How can you identify ‘fake news?’ On facebook one side posts a picture of two beefy idiots wearing ‘better russian than democrat’ tee shirts at a Trump rally, while the other side circulates a phony interview in which a democratic socialist agrees to abolishing private property. Both are bogus, phony and photoshopped, just cheap manipulations and not worthy of consideration by either side, but how does the busy citizen discern what’s real ‘when anything goes?’

Art was there first, of course, back in the eighties when honesty, integrity, dedication and accomplishment, all that stuff was declared obsolete, over and done with. A maniacally clever, brilliantly cynical artist, having ascended through the cutthroat milieu of advertising, understood and knew how to exploit the fundamental pressure points in the consumeristic mind. He managed to contrive a degenerative feedback loop by repackaging the culture’s most familiar and ingrained images, producing a screeching media art frenzy. This cheap trick, and it was such a cheap trick, eventually lost potency, petered out, leaving in its wake the desolation of conceptual art, tinsel and chaff from an abandoned carnival.

The Russians make movies, hold mock trials and stage fake events, plant absurd accusations and violate every expectation of honesty and integrity they can find. Using visual elements from old movies, exploiting incendiary stereotypes and reinforcing old bigotries, gosh, I wonder where they learned it all. Andy’s first great triumph and his most emblematic work of art, the complete set of Campbell’s soup can labels, reproduced and amplified the one most common visual image bored into the consciousness of every north american since the time they first rode in a shopping cart. It became a viral infection of the institution of art, itself, featuring high fever, followed by lowered expectations, and eventual listlessness and apathy.

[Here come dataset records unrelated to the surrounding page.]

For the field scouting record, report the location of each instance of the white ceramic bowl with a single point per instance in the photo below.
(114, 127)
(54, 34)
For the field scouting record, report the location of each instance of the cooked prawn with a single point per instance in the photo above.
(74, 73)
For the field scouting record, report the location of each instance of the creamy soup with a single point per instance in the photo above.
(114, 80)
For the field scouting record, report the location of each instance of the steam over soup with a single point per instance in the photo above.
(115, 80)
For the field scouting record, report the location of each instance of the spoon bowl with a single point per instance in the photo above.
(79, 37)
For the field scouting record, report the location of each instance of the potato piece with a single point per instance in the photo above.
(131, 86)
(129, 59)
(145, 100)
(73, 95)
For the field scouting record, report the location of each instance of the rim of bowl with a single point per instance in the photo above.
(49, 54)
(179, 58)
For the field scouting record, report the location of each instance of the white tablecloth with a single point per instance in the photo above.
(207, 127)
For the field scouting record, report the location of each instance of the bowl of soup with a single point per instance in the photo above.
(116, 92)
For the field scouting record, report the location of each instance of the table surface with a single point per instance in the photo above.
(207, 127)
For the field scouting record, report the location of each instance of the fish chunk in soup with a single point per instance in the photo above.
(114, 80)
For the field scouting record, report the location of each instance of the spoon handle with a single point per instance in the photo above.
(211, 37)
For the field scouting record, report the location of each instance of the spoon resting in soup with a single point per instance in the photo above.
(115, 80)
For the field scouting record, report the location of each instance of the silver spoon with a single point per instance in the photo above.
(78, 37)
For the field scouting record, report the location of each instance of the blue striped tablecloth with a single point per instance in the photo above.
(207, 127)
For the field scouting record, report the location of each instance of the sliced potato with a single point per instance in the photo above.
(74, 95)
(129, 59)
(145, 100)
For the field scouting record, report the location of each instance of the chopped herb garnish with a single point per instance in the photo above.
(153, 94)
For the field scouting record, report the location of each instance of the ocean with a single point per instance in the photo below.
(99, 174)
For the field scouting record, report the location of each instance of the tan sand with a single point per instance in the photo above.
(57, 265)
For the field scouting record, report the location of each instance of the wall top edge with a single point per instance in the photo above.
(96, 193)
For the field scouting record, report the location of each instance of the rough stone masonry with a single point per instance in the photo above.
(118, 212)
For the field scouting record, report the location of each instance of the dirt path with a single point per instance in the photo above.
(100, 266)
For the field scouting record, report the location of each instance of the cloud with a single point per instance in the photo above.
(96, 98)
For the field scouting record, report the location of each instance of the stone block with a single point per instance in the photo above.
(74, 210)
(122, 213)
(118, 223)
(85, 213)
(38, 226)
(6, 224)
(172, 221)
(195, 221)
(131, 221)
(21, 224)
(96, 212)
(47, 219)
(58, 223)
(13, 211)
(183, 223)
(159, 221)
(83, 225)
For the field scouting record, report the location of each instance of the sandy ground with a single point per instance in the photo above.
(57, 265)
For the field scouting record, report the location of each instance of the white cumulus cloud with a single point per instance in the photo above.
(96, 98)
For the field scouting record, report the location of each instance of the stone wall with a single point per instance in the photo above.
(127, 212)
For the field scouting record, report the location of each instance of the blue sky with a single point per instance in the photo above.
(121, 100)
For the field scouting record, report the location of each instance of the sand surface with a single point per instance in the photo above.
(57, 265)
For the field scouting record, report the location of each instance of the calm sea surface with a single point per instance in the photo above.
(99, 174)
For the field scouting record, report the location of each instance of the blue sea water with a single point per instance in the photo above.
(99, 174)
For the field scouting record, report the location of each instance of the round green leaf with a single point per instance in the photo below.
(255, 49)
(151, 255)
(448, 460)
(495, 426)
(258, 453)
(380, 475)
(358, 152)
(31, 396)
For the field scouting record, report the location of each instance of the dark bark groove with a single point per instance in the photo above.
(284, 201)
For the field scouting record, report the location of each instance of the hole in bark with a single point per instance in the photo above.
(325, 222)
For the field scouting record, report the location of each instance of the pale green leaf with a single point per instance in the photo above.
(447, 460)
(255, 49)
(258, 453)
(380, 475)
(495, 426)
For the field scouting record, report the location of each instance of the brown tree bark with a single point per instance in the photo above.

We find ourselves being driven apart and penned in separate enclosures as though these Russians were the sheep dogs and we were the sheep. Well it’s art they’re using, not guns, and if we don’t snap out of it pretty quick baby blue will be all over. What’s the answer? Well, if art got us into this fix, maybe art can get us out. All over, all at once, let’s begin to look for our own self-respect in art, and screenprinted soup cans, no matter how astronomical the price tag, may not be the best place to start. Consider a real painting by a real person, someone who thought enough of themselves to paint it, and begin a day-to-day conversation with them. Between the two of you, back and forth, decide what’s real and what isn’t.